Think she's finished at 3. She's had some food and is trying to sleep now.


----------



## danniandnala (Aug 31, 2012)

lynnenagle said:


> Think she's finished at 3. She's had some food and is trying to sleep now.


ah thats a great pic...
glad shes ok and hopefully finished..

you still feeling ok xx


----------



## YorkshireMuppet (Mar 22, 2013)

lynnenagle said:


> Think she's finished at 3. She's had some food and is trying to sleep now.
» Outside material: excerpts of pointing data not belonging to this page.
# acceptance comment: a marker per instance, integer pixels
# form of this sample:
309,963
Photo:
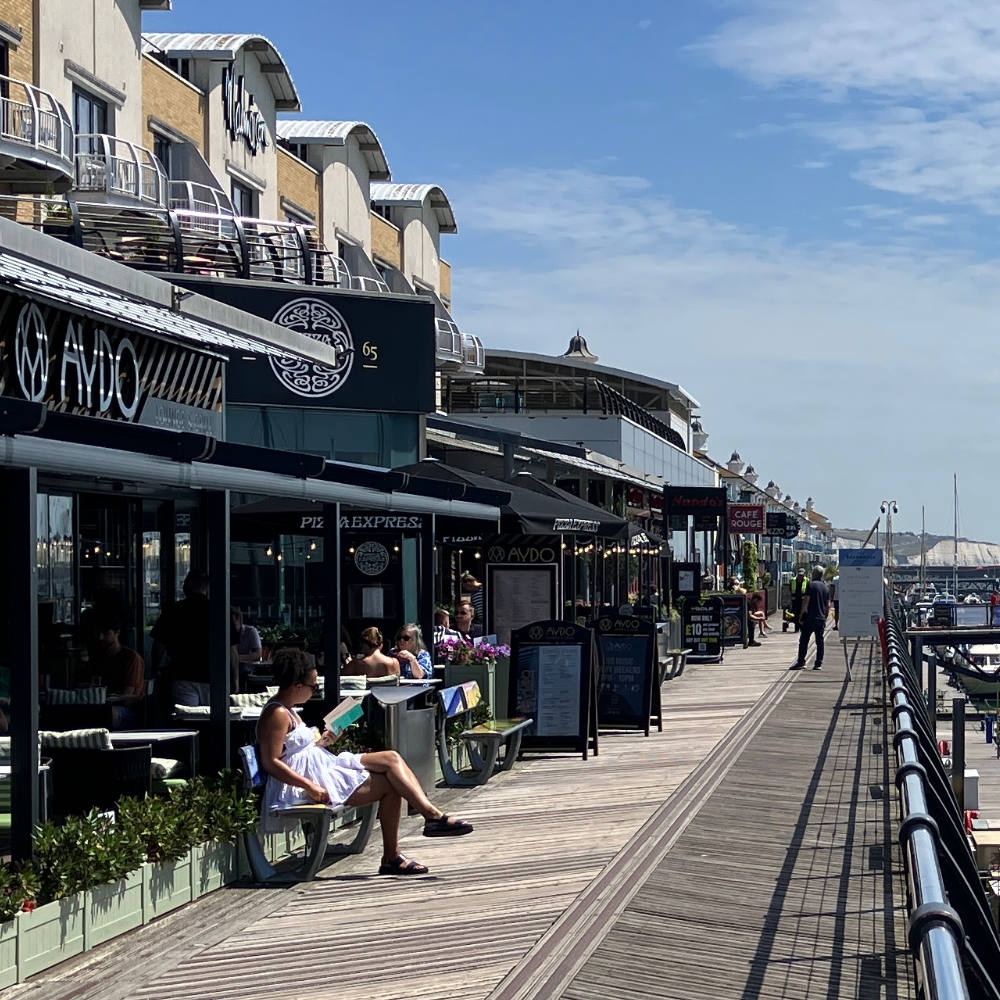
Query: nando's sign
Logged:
679,501
243,118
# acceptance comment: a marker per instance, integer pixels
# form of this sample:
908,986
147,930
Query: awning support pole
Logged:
22,632
216,520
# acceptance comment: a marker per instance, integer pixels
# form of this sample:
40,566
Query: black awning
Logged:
534,507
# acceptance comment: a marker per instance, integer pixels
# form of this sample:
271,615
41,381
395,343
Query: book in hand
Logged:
346,713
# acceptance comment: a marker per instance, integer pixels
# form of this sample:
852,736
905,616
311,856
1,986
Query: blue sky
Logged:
787,206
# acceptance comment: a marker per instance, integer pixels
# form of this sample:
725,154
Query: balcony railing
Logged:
34,120
187,196
119,170
449,342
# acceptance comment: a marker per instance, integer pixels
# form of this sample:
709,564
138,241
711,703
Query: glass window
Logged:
90,113
243,200
162,151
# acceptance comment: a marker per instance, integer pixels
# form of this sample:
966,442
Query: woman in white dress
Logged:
301,769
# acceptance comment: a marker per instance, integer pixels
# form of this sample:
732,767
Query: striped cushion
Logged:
78,696
164,767
75,739
249,700
202,711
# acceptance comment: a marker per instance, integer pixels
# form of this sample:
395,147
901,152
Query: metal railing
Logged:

What a lovely thread, congratulations lynnenagle! Gorgeous photo!


----------



## colliemerles (Nov 2, 2007)

_congratulations on your 3 little fur babies, glad everything went well. looking forward to more pictures once they have settled._


----------



## Jansheff (Jan 31, 2011)

Glad they've all arrived safely.


----------



## Deb1 (Jun 10, 2012)

That's a lovely photo  Well done lovely Sophie xxx


----------



## Milly13 (Apr 4, 2013)

Glad it all went smoothly


----------



## mycatsandi (Apr 9, 2013)

THat's such a cute picture - congratulations


----------



## sarahecp (Aug 22, 2011)

Pleased all went well for Sophie and her babies


----------



## GingerJasper (Oct 29, 2012)

Well done Sophie your babies look lovely, Lynn you were very brave  well done to you too


----------



## Jiskefet (May 15, 2011)

Congratulations Sophie and slave on your beautiful babies!!!!


----------



## lynnenagle (Mar 15, 2013)

Ty everyone. I am sooo proud of sophie. She done so well. Hardly even made a sound. She is doing great with her babies. She even let me move number 2 out the way so she could clean number 3. She is such a calm and trusting cat.
The only small issue was number 3 came out screaming and i noticed the cord was wrapped round its leg so i just carefully unwrapped it and gave it back to mum. He calmed down after that.
Going out with the kids to play adventure golf as a treat for being super quiet. My oh is staying with sophie so i'll report back later with weights.


----------



## Jiskefet (May 15, 2011)

I made this with the New Life Collab Mega Bundle by Save a Life, which is available at Nuthouse Scraps and several other scrap shops. It was especially created to raise money to save the life of 4 year-old Anna Storchak, who suffered a relapse of a stage 4 retroperitoneal neuroblastoma and desperately needs antibody therapy.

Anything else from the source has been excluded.